Il y a inaptitude du salarié lorsque le médecin du travail reconnait l’impossibilité pour un salarié d’exercer sa mission de travail en toute sécurité pour sa santé.
Avant de licencier un salarié inapte, l’employeur doit apporter la preuve qu’il ne peut être reclassé, ou bien son refus de le réintégrer ne doit pas être abusif.
Dans le cas contraire, le licenciement prononcé entre dans le champ de la prohibition des sanctions fondées sur l'état de santé ou le handicap.

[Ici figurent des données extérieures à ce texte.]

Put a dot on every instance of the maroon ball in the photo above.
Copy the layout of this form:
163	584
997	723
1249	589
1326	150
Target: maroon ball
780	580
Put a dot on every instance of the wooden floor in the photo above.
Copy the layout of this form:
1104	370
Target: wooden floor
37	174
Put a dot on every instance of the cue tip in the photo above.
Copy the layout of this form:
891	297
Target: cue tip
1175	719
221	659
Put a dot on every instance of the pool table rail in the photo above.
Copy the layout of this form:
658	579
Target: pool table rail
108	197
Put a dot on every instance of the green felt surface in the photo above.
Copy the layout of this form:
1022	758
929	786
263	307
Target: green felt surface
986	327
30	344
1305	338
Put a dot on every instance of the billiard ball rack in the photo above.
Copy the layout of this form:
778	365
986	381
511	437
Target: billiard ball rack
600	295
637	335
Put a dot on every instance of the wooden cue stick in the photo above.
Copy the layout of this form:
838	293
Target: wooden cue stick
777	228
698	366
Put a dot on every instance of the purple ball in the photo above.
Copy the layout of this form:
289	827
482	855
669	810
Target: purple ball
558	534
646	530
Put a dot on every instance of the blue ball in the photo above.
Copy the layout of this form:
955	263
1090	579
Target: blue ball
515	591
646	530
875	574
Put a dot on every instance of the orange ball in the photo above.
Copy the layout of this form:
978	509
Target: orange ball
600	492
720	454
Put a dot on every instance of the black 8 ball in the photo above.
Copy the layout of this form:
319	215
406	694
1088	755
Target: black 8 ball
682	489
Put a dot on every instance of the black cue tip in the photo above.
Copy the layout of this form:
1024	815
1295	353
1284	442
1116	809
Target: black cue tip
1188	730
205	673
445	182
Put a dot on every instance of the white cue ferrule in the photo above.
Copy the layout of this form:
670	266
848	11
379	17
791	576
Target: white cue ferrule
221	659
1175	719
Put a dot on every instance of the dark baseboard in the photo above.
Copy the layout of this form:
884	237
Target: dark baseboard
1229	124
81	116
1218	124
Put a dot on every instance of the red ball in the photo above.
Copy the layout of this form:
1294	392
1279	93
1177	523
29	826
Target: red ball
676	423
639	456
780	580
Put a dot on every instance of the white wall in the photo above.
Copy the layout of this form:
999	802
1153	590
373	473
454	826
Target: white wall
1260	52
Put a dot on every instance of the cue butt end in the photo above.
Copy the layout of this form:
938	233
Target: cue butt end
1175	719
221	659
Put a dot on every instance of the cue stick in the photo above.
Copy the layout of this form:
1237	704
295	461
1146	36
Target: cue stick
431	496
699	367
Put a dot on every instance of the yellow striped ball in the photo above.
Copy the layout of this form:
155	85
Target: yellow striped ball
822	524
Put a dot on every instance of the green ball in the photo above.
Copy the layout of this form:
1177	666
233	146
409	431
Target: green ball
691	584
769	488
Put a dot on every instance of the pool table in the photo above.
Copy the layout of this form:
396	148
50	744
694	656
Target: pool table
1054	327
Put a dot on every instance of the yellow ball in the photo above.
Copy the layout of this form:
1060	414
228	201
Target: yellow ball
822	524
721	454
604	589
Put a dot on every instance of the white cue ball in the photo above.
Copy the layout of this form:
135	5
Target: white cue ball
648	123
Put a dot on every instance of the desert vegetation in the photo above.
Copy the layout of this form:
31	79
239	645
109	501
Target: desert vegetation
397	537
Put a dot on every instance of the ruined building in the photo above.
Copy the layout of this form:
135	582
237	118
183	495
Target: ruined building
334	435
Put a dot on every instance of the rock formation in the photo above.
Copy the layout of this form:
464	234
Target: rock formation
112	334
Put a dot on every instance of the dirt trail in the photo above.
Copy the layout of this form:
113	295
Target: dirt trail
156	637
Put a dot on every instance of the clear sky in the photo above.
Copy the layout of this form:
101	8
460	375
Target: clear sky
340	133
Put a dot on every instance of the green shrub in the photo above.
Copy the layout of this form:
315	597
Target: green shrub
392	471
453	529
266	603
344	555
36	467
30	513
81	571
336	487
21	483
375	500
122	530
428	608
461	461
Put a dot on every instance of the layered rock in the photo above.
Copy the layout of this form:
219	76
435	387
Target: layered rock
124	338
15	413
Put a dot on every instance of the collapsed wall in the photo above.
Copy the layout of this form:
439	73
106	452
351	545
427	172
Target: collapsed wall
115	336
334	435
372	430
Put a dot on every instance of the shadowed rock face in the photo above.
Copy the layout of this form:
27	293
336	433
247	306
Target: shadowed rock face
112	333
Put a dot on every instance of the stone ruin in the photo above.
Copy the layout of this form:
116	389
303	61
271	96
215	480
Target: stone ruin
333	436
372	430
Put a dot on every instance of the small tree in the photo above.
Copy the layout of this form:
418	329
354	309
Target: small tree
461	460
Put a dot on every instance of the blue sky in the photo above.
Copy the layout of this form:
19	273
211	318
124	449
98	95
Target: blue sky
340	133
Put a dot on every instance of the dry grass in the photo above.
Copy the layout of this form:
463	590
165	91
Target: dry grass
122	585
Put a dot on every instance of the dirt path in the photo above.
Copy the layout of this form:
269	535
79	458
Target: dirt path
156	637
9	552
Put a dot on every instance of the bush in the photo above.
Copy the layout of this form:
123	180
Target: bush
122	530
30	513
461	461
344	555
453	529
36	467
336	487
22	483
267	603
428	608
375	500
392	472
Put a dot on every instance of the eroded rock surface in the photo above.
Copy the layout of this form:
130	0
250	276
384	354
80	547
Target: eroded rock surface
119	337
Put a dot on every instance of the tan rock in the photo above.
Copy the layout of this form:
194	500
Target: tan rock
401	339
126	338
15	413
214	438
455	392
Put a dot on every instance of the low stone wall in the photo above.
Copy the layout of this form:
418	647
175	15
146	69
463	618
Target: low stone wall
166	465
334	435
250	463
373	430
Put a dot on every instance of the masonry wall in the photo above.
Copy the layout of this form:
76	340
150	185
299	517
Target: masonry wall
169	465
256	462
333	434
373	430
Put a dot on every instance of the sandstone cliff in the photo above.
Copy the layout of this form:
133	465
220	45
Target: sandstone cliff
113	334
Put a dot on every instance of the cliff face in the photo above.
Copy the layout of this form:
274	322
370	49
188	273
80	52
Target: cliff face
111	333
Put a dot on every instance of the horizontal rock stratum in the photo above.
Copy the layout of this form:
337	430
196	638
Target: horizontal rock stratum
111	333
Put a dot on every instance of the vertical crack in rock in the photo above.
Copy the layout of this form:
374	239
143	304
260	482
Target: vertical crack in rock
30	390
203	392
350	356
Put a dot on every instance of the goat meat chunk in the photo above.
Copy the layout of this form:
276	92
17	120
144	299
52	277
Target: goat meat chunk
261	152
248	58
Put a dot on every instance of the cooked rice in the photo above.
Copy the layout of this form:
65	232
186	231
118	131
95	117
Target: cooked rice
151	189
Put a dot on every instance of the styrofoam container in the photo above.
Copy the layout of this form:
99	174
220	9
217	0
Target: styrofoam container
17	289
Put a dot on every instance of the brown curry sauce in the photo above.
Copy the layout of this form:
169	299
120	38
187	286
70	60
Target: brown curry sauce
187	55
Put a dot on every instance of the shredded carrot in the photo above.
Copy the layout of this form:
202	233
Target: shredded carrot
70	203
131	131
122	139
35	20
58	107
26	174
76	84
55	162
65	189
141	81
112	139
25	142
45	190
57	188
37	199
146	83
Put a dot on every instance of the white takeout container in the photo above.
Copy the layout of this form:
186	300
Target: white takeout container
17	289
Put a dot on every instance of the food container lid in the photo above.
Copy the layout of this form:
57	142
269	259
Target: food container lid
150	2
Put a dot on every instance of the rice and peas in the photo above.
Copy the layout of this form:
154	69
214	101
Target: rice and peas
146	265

Le principe ressort de l’article L 1132-1 du Code du travail, aucun salarié ne peut être sanctionné ou licencié en raison de son état de santé ou de son handicap sauf inaptitude constatée par le médecin du travail.
Mais l’employeur peut licencier le salarié inapte s'il justifie soit de l'impossibilité de le reclasser à un autre poste soit du refus abusif par le salarié de l'emploi qui lui était proposé, mais seulement dans ces cas (art. L 1226-12).
L’obligation de reclassement concerne les salariés liés à l'employeur par un CDI come ceux qui le sont par un CDD (Cass. soc., 8 juin 2005).
En tout état de cause, le licenciement prononcé en méconnaissance de l'obligation de justifier l'impossibilité de proposer un autre emploi et suite au refus du salarié du nouvel emploi proposé ouvre droit à réintégration avec maintien des avantages acquis (art. L 1226-15).
En conséquence, l'inaptitude physique du salarié ouvre, à défaut de reclassement, la voie du licenciement ; nous verrons ces deux étapes avant de mentionner la nouvelle règle applicable aux salariés en CDD, issue d’une loi du 17 mai 2011.
La constatation de l’inaptitude du salarié
Cette inaptitude du salarié à l’emploi pour lequel il a été embauché ne peut être appréciée que par le médecin du travail.
En cas d’absences répétées du salarié, ou si son absence pour maladie a duré au moins 3 mois, l'employeur doit, dans les 8 jours suivant son retour, lui faire passer une visite médicale dite de reprise.
Pour prononcer l’inaptitude du salarié, le médecin du travail devra procéder à une étude du poste et des conditions de travail du salarié, ainsi qu’à deux examens médicaux de l'intéressé espacés de deux semaines (art. R 4624-31 du Code du travail).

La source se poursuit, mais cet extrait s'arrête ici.